Definition at line 1353 of file SegmentedLog.cc.
const Encoding LogCabin::Storage::SegmentedLog::encoding [private] |
Specifies how individual records are stored.
Definition at line 565 of file SegmentedLog.h.
const std::string LogCabin::Storage::SegmentedLog::checksumAlgorithm [private] |
The algorithm to use when writing new records.
When reading records, any available checksum is used.
Definition at line 571 of file SegmentedLog.h.
const uint64_t LogCabin::Storage::SegmentedLog::MAX_SEGMENT_SIZE [private] |
The maximum size in bytes for newly written segments.
Controlled by the 'storageSegmentBytes' config option.
Definition at line 577 of file SegmentedLog.h.
const bool LogCabin::Storage::SegmentedLog::shouldCheckInvariants [private] |
Set to true if checkInvariants() should do its job, or set to false for performance.
Definition at line 583 of file SegmentedLog.h.
const std::chrono::milliseconds LogCabin::Storage::SegmentedLog::diskWriteDurationThreshold [private] |
If a disk operation exceeds this much time, log a warning.
Definition at line 588 of file SegmentedLog.h.
SegmentedLogMetadata::Metadata LogCabin::Storage::SegmentedLog::metadata [private] |
The metadata this class mintains.
This should be combined with the superclass's metadata when being written out to disk.
Reimplemented from LogCabin::Storage::Log.
Definition at line 594 of file SegmentedLog.h.
The directory containing every file this log creates.

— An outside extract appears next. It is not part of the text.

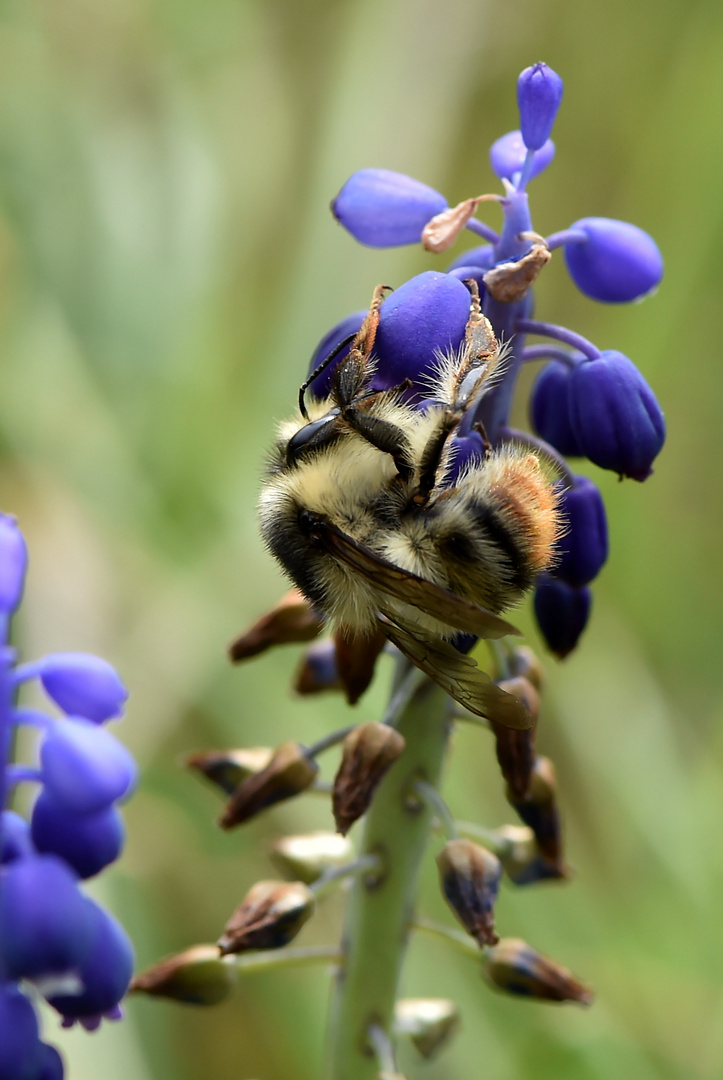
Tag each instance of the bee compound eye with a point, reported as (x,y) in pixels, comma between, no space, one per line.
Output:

Definition at line 599 of file SegmentedLog.h.
A writable OS-level file that contains the entries for the current open segment.
It is a class invariant that this is always a valid file.
Definition at line 605 of file SegmentedLog.h.
uint64_t LogCabin::Storage::SegmentedLog::logStartIndex [private] |
The index of the first entry in the log, see getLogStartIndex().
Definition at line 610 of file SegmentedLog.h.
std::map<uint64_t, Segment> LogCabin::Storage::SegmentedLog::segmentsByStartIndex [private] |
Ordered map of all closed segments and the open segment, indexed by the startIndex of each segment.
This is used to support all the key operations, such as looking up an entry and truncation.
Definition at line 617 of file SegmentedLog.h.
uint64_t LogCabin::Storage::SegmentedLog::totalClosedSegmentBytes [private] |
The total number of bytes occupied by the closed segments on disk.
Used to calculate getSizeBytes() efficiently.
Definition at line 623 of file SegmentedLog.h.
See PreparedSegments.
Definition at line 628 of file SegmentedLog.h.
std::unique_ptr<SegmentedLog::Sync> LogCabin::Storage::SegmentedLog::currentSync [private] |
Accumulates deferred filesystem operations for append() and truncatePrefix().
Definition at line 634 of file SegmentedLog.h.
Tracks the time it takes to write a metadata file.
Definition at line 639 of file SegmentedLog.h.
Tracks the time it takes to execute wait() on a Sync object.
Definition at line 644 of file SegmentedLog.h.
std::thread LogCabin::Storage::SegmentedLog::segmentPreparer [private] |
Opens files, allocates the to full size, and places them on preparedSegments for the log to use.
Definition at line 650 of file SegmentedLog.h.